B. Government Claims Board Submission

Nor is petitioner entitled to any tolling related to his submission of a Government Claims Board claim. As noted by defendants, the claim in question was rejected by the board as incomplete and untimely. ECF No. 14 at 37-38. The U.S. Court of Appeals for the Ninth Circuit has previously upheld rejection of equitable tolling for state board claims deemed so deficient. See Beaudoin v. Schlachter, 672 F. App'x 706, 707 (9th Cir. 2016) ("The district court properly found that [claimant] was not entitled to equitable tolling for the period that he pursued his related tort claim under the California Tort Claims Act (`CTCA') because that claim was untimely.") (unpublished).
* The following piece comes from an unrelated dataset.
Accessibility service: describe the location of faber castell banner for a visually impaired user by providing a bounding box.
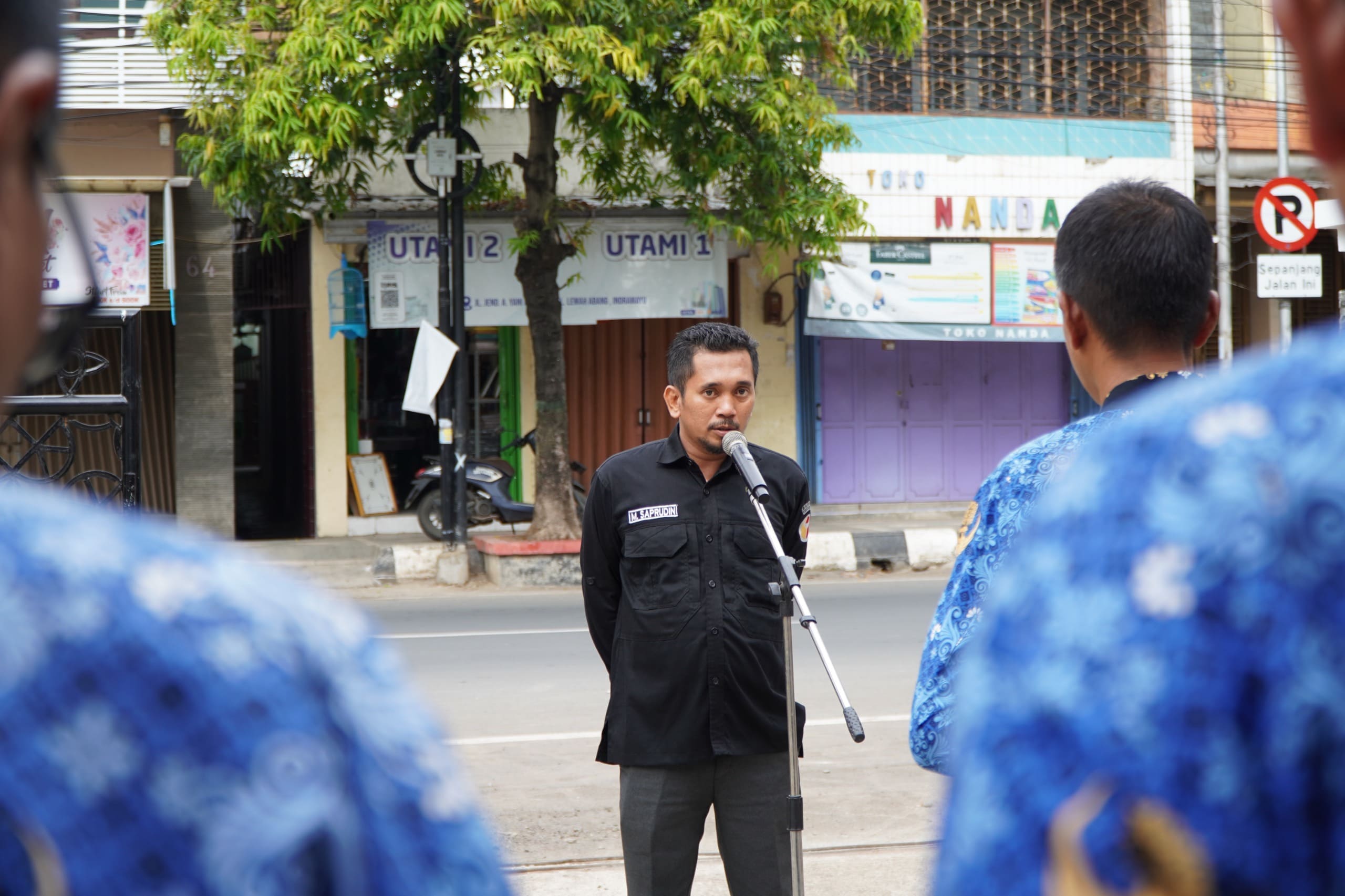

C. Exhaustion of Administrative Remedies

Finally, even assuming that tolling applies for the time spent exhausting prison administrative remedies, plaintiff's claims would still be time-barred. Plaintiff pursued his administrative remedies from May 3, 2012 (date grievance was submitted) to September 18, 2012 (grievance rejected for bypassing lower levels of review). ECF No. 14 at 8, 10, & 16. Allowing for an additional four and a half months of tolling would not render plaintiff's claims timely. As noted supra, the gap between when the statute of limitations expired and when this action was filed is nearly a year — April 26, 2016 to April 21, 2017.

Conclusion

For the foregoing reasons, IT IS HEREBY RECOMMENDED that defendants' motion to dismiss (ECF No. 25) be GRANTED and plaintiff's claims be DISMISSED with prejudice as time-barred.

These findings and recommendations are submitted to the United States District Judge assigned to the case, pursuant to the provisions of 28 U.S.C. § 636(b)(1). Within fourteen days after being served with these findings and recommendations, any party may file written objections with the court and serve a copy on all parties. Such a document should be captioned "Objections to Magistrate Judge's Findings and Recommendations." Failure to file objections within the specified time may waive the right to appeal the District Court's order. Turner v. Duncan, 158 F.3d 449, 455 (9th Cir. 1998); Martinez v. Ylst, 951 F.2d 1153 (9th Cir. 1991).